Por un momento pensó en fingir que no la había oído, pero algunas de sus «fans» podían ser muy persistentes. Por eso se detuvo, apretó la mandíbula y esbozó su expresión menos agradable. Pero cuando se giró, la joven que iba tras él no parecía una de esas fans que tendían a ocultar su imbecilidad bajo una fachada de seriedad. Esa chica no se molestaba en mostrar seriedad.

Lo primero que vio fue mucho color; lo segundo, un espectacular par de piernas. Muy a su pesar, parpadeó asombrado.
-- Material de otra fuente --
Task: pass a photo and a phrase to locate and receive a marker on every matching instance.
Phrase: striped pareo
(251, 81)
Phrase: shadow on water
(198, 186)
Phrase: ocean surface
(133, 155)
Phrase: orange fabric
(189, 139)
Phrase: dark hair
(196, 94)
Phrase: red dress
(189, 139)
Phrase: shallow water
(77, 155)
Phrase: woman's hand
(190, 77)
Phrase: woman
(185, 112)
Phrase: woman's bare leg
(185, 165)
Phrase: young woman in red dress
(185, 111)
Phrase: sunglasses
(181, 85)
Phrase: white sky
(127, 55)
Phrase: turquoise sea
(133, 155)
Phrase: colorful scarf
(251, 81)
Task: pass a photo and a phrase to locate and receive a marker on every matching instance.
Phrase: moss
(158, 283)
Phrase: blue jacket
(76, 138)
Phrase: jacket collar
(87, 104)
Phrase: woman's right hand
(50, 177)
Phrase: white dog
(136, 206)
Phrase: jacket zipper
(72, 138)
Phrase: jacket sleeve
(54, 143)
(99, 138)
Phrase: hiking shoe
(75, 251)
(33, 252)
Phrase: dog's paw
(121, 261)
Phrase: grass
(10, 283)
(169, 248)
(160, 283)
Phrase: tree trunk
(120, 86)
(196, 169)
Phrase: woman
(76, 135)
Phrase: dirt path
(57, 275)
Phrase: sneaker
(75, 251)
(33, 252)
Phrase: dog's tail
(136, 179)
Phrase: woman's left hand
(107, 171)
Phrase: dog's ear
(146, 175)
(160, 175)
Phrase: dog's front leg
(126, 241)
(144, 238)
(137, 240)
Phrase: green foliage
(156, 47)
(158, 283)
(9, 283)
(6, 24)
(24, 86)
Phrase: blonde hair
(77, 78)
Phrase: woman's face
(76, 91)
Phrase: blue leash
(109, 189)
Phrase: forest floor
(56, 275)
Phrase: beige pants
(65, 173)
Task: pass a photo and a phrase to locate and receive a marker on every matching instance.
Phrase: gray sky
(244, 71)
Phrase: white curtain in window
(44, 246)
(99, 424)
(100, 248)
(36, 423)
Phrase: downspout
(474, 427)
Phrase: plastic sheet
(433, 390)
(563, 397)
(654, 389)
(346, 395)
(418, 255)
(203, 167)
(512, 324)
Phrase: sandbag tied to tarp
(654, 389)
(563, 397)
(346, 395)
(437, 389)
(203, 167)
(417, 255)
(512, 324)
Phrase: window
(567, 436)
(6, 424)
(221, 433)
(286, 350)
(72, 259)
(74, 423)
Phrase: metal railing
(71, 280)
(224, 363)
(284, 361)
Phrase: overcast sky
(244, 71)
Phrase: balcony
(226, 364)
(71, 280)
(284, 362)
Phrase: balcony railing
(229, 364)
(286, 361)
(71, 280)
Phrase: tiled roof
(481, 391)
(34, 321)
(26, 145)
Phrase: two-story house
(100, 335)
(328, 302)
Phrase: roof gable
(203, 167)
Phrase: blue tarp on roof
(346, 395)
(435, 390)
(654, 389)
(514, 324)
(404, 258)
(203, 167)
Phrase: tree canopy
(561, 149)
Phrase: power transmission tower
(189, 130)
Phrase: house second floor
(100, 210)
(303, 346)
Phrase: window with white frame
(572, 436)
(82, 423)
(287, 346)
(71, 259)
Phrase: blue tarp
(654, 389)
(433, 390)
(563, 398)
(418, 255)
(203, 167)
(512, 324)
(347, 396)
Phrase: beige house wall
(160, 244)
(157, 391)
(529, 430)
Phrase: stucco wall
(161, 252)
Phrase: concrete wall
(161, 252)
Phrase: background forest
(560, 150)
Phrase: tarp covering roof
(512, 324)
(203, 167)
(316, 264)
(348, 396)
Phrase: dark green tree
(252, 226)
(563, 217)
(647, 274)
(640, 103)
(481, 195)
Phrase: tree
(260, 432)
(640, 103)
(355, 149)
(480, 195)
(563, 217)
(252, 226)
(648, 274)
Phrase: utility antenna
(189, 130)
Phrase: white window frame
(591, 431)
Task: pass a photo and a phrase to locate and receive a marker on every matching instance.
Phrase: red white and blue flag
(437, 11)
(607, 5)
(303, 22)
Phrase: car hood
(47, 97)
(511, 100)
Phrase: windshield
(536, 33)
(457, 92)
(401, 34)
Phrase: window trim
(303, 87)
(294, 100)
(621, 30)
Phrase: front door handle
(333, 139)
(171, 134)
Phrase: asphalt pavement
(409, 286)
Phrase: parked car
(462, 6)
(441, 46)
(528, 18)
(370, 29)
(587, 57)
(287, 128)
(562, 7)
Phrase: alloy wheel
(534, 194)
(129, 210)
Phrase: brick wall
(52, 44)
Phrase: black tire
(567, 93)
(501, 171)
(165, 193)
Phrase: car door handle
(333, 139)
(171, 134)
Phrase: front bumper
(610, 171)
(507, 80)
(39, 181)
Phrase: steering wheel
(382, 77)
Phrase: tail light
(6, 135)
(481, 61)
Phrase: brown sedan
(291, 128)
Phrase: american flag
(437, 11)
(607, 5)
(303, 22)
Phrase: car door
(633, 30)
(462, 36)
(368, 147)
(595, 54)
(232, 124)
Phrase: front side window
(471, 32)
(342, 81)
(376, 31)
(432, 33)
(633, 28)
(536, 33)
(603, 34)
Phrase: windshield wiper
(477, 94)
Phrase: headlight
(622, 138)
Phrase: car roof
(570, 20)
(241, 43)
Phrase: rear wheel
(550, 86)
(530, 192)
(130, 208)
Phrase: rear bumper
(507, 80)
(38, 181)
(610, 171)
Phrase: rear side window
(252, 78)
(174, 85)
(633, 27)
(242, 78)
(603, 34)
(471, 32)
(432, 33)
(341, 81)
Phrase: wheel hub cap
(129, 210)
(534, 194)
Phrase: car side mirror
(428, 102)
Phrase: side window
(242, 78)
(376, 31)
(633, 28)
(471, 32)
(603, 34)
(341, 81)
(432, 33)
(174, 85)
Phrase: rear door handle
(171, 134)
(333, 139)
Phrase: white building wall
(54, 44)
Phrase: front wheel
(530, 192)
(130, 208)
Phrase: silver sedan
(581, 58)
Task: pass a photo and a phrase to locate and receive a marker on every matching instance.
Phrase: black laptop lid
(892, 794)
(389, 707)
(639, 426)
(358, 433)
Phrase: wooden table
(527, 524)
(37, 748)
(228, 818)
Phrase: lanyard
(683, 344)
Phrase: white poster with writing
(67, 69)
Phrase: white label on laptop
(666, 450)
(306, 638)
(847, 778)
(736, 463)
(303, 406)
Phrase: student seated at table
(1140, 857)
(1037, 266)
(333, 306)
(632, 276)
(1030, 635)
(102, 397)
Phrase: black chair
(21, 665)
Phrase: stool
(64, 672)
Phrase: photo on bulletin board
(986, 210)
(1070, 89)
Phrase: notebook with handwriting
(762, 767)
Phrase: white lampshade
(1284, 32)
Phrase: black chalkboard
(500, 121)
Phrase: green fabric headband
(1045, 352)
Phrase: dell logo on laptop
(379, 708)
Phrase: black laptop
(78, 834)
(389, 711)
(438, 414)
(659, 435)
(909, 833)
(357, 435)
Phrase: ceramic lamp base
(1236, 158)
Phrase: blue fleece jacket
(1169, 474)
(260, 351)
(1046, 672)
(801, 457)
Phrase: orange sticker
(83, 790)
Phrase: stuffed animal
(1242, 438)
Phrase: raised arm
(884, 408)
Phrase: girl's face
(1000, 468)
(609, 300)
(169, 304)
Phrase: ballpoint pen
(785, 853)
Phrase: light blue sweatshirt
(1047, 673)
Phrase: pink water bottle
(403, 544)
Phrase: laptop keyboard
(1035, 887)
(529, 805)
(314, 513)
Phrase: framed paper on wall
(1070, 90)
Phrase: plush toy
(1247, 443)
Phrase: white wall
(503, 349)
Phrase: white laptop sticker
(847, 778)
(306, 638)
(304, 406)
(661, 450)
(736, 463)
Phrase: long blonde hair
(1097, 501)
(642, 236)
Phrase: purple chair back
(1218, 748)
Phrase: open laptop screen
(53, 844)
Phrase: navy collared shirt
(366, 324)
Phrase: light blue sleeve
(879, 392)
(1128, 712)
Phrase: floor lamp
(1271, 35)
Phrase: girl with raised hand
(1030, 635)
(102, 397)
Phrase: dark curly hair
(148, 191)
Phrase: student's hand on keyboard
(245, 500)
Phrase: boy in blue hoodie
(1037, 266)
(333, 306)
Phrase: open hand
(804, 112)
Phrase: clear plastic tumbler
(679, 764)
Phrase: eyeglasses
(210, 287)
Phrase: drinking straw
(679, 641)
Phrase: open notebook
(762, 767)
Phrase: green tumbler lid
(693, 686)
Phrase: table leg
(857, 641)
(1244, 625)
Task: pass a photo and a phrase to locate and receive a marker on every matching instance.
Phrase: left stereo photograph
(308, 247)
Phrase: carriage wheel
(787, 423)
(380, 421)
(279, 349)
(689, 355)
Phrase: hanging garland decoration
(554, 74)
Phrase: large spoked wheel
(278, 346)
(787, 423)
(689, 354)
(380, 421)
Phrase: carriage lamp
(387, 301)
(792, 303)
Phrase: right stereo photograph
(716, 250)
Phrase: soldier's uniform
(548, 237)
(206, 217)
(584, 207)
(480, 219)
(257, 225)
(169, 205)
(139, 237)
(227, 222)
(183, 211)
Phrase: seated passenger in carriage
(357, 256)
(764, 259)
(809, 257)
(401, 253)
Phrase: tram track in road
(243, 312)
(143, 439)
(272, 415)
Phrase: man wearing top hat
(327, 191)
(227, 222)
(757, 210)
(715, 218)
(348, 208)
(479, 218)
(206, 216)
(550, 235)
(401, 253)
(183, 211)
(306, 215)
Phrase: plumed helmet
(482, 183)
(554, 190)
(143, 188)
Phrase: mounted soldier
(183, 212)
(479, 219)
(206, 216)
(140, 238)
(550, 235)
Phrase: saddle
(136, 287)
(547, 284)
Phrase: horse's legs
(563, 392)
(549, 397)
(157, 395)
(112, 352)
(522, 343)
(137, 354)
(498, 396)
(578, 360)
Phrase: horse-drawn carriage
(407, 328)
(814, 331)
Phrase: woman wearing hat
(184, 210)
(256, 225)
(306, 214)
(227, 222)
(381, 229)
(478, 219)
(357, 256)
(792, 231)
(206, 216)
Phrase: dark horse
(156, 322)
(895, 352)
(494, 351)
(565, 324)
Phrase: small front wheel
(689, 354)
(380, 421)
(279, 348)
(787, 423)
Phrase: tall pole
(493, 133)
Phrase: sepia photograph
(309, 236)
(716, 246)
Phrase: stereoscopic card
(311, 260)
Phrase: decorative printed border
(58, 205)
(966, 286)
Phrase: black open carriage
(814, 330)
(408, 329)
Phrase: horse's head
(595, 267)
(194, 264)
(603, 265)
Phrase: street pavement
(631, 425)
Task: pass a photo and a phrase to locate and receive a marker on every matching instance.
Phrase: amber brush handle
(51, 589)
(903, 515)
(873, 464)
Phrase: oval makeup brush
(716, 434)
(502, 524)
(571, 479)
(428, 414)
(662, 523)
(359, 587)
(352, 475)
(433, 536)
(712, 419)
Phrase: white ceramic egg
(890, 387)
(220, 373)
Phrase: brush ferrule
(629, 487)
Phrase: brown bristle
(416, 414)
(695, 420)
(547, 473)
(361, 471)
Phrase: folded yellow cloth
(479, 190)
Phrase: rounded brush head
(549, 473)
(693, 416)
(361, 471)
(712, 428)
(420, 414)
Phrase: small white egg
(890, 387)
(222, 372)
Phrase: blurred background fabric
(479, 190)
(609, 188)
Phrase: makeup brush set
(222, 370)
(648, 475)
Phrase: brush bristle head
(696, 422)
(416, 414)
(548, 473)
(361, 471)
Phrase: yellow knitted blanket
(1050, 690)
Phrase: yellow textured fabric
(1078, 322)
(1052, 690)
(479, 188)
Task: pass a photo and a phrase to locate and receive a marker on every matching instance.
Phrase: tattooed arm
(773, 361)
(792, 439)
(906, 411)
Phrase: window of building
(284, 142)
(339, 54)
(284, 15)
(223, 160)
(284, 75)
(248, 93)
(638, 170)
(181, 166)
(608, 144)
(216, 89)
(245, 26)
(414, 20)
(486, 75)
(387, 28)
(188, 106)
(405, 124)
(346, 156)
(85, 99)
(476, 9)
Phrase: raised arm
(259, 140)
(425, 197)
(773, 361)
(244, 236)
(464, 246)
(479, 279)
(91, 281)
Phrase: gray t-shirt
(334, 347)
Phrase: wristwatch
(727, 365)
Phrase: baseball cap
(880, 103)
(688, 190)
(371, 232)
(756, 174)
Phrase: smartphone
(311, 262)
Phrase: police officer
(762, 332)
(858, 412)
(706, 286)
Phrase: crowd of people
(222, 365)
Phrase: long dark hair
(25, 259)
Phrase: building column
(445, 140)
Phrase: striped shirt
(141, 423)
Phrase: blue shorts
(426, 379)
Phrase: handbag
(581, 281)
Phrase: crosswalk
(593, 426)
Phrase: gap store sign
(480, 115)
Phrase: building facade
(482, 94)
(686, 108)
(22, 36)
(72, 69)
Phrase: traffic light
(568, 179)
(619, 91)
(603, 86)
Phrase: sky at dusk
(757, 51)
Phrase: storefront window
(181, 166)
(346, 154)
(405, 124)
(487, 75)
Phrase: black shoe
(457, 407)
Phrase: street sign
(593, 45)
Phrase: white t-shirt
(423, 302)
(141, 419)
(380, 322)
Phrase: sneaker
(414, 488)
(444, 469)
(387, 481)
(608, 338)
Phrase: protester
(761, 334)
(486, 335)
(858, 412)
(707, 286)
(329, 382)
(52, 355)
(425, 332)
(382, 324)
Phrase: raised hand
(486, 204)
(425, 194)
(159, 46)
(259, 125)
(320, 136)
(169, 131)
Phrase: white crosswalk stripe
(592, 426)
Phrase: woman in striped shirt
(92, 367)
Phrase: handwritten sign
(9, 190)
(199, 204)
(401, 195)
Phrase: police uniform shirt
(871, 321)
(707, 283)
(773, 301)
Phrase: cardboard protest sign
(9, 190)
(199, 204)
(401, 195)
Dudaba mucho que por el Instituto se hubieran visto nunca una falda así de corta o unos zapatos tan llamativos.

Se concedió un momento para apreciar esas piernas antes de obligarse a mirar a otro lado. Que Astrid se hubiera marchado no significaba que ahora tuviera que empezar a echarle un ojo al primer par decente de piernas que se le cruzara.

–¿Sí? –dijo con actitud poco amable.

Ella le ofreció una simpática sonrisa.

–Solo quería decirle que me ha gustado mucho su conferencia. Me ha parecido que ha dado unas opiniones excelentes.

–¿Ah, sí? ¿Y a qué opiniones en particular se refiere? –tal vez no era justo ponerla en evidencia, pero no le apetecía ser amable.

–A todas –respondió ella con firmeza justo antes de comenzar a vacilar y titubear cuando sus miradas se encontraron–. Lo que ha dicho sobre la flexibilización cualitativa ha sido especialmente interesante –añadió con una ingenua sonrisa.

–¿En serio? Pues me extraña porque he estado hablando sobre la flexibilización «cuantitativa».

–Eso también.

Al menos tenía que darle puntos por intentarlo. La mayoría de sus «fans» hacían los deberes en un intento de impresionarlo cuando se encontraran, pero estaba claro que esa en particular ni se había molestado.

–¿Le interesan las políticas de valores de los bancos?